Post-hoc evaluation of nodes influence in information cascades: The case of coordinated accounts
Summary
This paper develops a graph-theoretic, post-hoc framework for measuring how much influence a labeled subset of nodes — here, coordinated accounts — actually exerts within directed retweet cascades, and compares observed influence against optimal and resource-matched benchmarks. Treating cascades as directed trees with binary node labels, the authors define influence as the number of non-coordinated out-neighbors of coordinated nodes and provide algorithms for both unconstrained and budget-constrained optimal placement. Applied to ~49K retweet cascades from the 2019 UK general election, the framework shows that real coordinated accounts exert only a fraction of the influence achievable under optimal or greedy placement, and that their positions in cascades are statistically indistinguishable from random. The paper concludes that Coordinated Inauthentic Behaviour (CIB) is likely far less pivotal in information diffusion than prevailing narratives suggest.
Key Contributions
- A general post-hoc framework for quantifying the influence of a labeled node subset in directed trees, with CIB as the motivating but not exclusive application.
- An exact O(|V|) dynamic-programming algorithm (TreeMaxInfluence) for unconstrained influence maximization, plus a pruning procedure yielding the minimal optimal coordinated-set size.
- A greedy switch-based heuristic for the budget-constrained k-node placement problem.
- Empirical demonstration on 2019 UK election Twitter/X data that observed coordinated placements are far from optimal and effectively random.
- Phase-diagram and KL-divergence diagnostics for benchmarking observed coordinated-account configurations against optimal, greedy, and random baselines.
Methods
The authors formalize influence on directed trees with binary node labels and derive two algorithms: an unconstrained dynamic-programming optimum (post-order traversal, linear time) with a pruning step for minimum coordinated-set size, and a constrained greedy heuristic that iteratively applies a “switch” operator to improve influence under a fixed budget k. They validate scaling behavior on synthetic random directed trees of varying size and height, enumerate all labelings of a small 25-node tree to map the (m10, m11) phase space, and apply the framework to ~49K retweet cascades reconstructed from ~1.4M tweets about the 2019 UK general election (cascade reconstruction via De Nies et al.; coordination detection via the Nizzoli et al. pipeline). Empirical, greedy, and random-placement influence distributions are compared via KL divergence.
Findings
- On synthetic trees, optimal influence I* grows ~linearly with n (slope ≈0.6) while minimum optimal coordinated-set size k* scales at slope ≈0.28 (R² = 0.99).

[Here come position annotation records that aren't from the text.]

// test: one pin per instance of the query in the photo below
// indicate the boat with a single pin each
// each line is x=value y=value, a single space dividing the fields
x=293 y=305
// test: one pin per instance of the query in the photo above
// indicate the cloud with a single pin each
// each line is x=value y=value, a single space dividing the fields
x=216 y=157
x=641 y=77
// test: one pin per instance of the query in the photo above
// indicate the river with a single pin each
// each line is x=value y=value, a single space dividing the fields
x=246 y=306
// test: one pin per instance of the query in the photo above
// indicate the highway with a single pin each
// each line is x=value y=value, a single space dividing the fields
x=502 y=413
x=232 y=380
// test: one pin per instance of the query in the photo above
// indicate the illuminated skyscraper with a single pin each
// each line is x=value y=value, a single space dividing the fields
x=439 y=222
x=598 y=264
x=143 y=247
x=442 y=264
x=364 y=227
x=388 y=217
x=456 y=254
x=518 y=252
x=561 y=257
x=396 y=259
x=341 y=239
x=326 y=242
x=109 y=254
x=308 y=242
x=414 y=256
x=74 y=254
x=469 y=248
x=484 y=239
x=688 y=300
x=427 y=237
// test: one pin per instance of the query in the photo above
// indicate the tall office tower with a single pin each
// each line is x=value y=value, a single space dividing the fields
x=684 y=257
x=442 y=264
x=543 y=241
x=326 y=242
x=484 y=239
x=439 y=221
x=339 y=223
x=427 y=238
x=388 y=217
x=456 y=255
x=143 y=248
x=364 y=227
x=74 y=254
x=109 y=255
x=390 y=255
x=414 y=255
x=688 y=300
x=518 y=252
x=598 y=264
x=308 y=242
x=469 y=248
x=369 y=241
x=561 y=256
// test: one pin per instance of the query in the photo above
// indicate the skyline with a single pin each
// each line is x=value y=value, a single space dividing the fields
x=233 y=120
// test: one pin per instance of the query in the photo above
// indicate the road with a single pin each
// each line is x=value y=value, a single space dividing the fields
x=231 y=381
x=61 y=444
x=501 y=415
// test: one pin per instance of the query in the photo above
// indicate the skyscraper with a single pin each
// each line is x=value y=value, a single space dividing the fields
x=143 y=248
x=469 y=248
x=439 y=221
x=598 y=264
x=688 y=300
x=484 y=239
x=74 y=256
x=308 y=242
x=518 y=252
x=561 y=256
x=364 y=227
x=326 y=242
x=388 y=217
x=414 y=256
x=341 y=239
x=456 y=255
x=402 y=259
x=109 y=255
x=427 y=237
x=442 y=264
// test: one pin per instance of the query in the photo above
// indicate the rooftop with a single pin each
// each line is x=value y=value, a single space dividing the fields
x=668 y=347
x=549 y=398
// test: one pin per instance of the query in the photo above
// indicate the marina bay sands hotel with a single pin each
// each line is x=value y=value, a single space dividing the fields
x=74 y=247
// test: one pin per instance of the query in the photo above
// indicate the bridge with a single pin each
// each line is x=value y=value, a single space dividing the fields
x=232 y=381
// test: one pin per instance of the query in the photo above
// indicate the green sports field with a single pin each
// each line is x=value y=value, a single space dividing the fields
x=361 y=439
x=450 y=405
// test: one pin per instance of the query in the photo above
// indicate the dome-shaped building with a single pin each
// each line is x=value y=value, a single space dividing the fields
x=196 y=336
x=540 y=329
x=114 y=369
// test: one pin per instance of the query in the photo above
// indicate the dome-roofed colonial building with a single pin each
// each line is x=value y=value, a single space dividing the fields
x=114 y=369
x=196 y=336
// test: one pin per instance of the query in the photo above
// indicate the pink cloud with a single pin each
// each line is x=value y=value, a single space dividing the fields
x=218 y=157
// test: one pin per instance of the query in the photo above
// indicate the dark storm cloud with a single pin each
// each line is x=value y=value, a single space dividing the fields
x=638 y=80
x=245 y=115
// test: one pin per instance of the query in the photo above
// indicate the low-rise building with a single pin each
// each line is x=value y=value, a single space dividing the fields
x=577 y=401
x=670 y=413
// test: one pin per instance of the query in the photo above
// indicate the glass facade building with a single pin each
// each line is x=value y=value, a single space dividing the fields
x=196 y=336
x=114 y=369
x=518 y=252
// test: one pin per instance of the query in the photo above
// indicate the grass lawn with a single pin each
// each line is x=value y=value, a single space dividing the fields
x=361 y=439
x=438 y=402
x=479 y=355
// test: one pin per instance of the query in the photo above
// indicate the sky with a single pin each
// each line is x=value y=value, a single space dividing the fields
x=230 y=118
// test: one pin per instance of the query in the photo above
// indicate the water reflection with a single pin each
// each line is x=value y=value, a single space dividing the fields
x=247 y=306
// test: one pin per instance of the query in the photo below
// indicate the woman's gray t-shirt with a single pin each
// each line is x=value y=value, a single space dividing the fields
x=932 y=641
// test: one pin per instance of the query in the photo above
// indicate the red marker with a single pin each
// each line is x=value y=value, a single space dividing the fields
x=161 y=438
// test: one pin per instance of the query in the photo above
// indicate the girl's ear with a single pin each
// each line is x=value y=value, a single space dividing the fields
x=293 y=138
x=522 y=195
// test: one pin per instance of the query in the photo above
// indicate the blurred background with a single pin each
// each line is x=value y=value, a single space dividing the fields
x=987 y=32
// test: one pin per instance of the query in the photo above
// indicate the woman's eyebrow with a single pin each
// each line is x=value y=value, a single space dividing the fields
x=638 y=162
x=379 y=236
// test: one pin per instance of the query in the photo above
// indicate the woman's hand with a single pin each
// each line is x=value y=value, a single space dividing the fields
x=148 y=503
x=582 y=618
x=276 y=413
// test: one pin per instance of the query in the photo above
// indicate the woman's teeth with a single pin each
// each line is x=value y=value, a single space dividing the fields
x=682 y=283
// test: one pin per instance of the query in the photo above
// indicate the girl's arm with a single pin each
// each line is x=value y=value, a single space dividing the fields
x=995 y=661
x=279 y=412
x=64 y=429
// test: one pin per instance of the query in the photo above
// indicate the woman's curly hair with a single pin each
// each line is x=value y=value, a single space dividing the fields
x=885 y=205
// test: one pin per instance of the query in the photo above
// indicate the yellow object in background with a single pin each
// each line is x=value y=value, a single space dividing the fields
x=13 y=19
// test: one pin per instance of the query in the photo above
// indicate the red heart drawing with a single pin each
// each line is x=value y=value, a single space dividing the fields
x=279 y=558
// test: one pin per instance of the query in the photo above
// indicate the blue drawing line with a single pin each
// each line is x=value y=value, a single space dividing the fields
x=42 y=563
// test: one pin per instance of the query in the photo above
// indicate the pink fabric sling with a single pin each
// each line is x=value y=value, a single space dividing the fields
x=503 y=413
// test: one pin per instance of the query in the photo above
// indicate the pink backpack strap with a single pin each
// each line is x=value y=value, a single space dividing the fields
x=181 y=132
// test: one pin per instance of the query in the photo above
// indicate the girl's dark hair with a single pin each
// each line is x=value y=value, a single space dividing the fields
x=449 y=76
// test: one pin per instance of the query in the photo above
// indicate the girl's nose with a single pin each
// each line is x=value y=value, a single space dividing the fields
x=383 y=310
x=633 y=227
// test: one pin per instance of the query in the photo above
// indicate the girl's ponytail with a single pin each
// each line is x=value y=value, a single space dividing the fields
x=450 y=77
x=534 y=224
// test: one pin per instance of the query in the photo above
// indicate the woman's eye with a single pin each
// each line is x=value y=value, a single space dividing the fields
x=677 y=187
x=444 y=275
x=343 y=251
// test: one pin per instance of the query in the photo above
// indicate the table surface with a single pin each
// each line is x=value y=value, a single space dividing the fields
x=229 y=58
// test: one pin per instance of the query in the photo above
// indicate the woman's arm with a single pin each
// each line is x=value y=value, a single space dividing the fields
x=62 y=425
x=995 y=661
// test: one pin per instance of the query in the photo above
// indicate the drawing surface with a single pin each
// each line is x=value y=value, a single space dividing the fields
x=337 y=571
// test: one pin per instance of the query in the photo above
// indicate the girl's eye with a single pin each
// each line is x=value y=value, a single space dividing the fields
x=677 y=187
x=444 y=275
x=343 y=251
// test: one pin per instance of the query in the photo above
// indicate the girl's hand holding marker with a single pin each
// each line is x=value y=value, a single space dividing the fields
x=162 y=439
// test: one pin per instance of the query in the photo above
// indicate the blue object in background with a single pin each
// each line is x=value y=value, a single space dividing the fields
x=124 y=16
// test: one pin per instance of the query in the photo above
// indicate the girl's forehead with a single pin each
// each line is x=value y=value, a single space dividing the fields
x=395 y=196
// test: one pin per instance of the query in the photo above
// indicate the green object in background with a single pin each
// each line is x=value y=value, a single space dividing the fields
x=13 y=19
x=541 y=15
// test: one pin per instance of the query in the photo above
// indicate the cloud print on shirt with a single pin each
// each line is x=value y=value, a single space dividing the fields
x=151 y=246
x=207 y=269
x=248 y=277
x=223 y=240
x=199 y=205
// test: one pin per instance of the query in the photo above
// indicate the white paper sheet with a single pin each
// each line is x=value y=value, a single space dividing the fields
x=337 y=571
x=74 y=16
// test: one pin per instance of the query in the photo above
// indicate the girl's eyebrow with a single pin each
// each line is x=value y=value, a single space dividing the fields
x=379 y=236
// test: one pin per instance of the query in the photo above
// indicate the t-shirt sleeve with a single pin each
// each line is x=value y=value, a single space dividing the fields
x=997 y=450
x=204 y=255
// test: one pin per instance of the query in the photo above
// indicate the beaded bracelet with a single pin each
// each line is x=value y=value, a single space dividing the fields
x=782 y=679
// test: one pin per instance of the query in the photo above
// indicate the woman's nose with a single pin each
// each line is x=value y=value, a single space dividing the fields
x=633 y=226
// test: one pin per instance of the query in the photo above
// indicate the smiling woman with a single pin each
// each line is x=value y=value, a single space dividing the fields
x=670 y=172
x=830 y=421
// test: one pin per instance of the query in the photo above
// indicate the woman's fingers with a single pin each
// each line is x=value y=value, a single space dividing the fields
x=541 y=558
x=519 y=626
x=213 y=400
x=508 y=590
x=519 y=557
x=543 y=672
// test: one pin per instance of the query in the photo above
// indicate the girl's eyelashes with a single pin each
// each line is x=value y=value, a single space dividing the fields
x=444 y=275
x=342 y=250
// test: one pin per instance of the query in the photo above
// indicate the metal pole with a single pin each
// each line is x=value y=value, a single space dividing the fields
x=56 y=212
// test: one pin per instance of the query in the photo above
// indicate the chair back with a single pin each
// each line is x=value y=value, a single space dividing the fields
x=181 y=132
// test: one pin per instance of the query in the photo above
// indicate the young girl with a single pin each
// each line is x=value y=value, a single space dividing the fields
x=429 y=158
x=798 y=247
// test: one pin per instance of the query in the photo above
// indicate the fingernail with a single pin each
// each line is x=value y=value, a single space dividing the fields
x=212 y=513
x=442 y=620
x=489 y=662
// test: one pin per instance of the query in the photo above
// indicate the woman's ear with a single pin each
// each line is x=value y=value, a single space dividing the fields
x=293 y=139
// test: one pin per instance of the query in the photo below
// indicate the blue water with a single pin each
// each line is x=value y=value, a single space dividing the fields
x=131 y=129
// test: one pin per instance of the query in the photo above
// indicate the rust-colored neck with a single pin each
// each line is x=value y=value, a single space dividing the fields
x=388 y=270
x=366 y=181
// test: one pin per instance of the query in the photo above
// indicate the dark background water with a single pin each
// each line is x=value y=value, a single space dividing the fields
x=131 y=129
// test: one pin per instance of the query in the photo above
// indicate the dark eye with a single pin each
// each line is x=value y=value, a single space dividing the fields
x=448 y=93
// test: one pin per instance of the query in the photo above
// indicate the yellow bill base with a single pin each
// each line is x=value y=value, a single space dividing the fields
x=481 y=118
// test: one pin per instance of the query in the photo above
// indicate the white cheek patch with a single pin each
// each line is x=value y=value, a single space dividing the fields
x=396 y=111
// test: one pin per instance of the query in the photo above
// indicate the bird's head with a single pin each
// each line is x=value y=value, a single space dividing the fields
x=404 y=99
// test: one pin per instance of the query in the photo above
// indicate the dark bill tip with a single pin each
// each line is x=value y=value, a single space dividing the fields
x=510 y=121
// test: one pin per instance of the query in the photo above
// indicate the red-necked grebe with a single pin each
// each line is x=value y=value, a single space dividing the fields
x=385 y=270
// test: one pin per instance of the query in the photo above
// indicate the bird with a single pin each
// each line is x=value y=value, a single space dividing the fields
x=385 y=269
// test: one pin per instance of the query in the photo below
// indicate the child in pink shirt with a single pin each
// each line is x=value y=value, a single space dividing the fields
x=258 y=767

- Tree height strongly suppresses achievable influence for fixed n, stabilizing only beyond heights ~20.
- Optimal and greedy labelings occupy rare, boundary regions of the (m10, m11) phase diagram — strategic placements are statistically unusual.
- In large empirical cascades, real coordinated accounts achieve ~10% of cascade size in influence versus the ~60% predicted by the optimum.
- Only ~1% of nodes in large cascades are coordinated, far below the ~30% threshold needed to approach optimal influence.
- D_KL(p_real || q_random) = 0.097 vs. D_KL(p_real || q_greedy) = 4.278: observed placements are close to random, far from greedy-optimal.
Connections
This work contributes a formal, algorithmic counterweight to the broad CIB literature that often presumes coordinated accounts meaningfully shape diffusion, aligning with skeptical empirical findings in Bak-Coleman2026-mk and the broader reassessments of platform manipulation impact in Allen2025-ot and Murtfeldt2025-wu. Its tree-based cascade modeling and detection pipeline relate methodologically to coordination-detection and cascade-analysis work such as Luceri2025-tr, Minici2024-tf, and Mannocci2025-ig, while its election-context empirical focus connects to Kulichkina2026-zk and Gerard2025-br. More broadly, the paper’s post-hoc, benchmark-against-optimum stance complements critical methodological reflections on CIB inference such as Freelon2024-sc and Graham2025-gp.